I hate having all this nothing time. People love a break, yes sure. But after a while when you have no one to share it with, it becomes maddening. This definitely makes me sure that I could not pull a Walden. I’ve had too much time to think which makes me over think which as you know can be a very dangerous and annoying thing.
I think I know what my problem is. It’s not necessarily that I don’t have faith in where we’ll end up. I have full confidence that you and I will be married some day and settle down with kids and a decent living to raise them with. I think my problem is that my train of thought always goes to the in between. Yes you have good insurance, but what’s the process? What’s a mortgage? How long will we be on the housing wait list after we get married? What if I don’t get that job? You’ll be too far away for me to help you if you get depressed or really sick again and still refuse to go to the doctor. There are just so many variables small and big that I can’t even begin to keep track of.
I know that we talked about the whole uncertainty of you wanting to stay in the military, even if you did have a chance to get officer.
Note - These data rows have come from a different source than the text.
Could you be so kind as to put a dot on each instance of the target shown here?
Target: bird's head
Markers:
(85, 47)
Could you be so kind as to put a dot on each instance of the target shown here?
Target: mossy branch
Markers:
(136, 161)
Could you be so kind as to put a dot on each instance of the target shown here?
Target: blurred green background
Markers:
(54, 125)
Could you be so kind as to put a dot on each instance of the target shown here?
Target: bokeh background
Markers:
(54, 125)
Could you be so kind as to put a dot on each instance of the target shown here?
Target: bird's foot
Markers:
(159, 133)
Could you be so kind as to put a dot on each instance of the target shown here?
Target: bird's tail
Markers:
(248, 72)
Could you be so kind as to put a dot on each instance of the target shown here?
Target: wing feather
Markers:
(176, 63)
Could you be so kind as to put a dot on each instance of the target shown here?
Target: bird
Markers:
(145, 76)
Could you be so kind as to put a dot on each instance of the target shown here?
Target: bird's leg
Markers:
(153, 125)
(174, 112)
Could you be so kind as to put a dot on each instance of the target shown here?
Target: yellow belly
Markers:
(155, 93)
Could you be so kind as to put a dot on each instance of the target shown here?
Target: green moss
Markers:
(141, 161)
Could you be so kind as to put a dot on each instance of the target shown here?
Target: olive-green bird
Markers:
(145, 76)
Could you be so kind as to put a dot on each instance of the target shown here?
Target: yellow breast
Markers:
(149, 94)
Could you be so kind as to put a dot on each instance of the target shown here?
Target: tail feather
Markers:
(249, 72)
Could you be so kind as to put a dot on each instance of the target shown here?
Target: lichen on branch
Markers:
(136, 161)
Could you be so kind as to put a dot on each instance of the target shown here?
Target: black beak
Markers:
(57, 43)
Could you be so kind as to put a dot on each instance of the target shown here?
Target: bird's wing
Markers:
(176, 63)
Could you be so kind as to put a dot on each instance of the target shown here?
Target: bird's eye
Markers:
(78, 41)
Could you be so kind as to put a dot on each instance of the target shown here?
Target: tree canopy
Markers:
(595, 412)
I think it might be easier once I’m with you. Even the moving every couple of years, I can manage with that. Once we’re ready to start a family, well we can start slowing things down and plan out where to settle. We can move while they’re still young. That way, we’ll at least have generated a significant amount of savings and you’ll have a good amount of work experience to transfer back over to what you’ve always wanted to do. It’s a lot of future talk, but it’s just something that we were talking about in passing that I’ve been thinking about.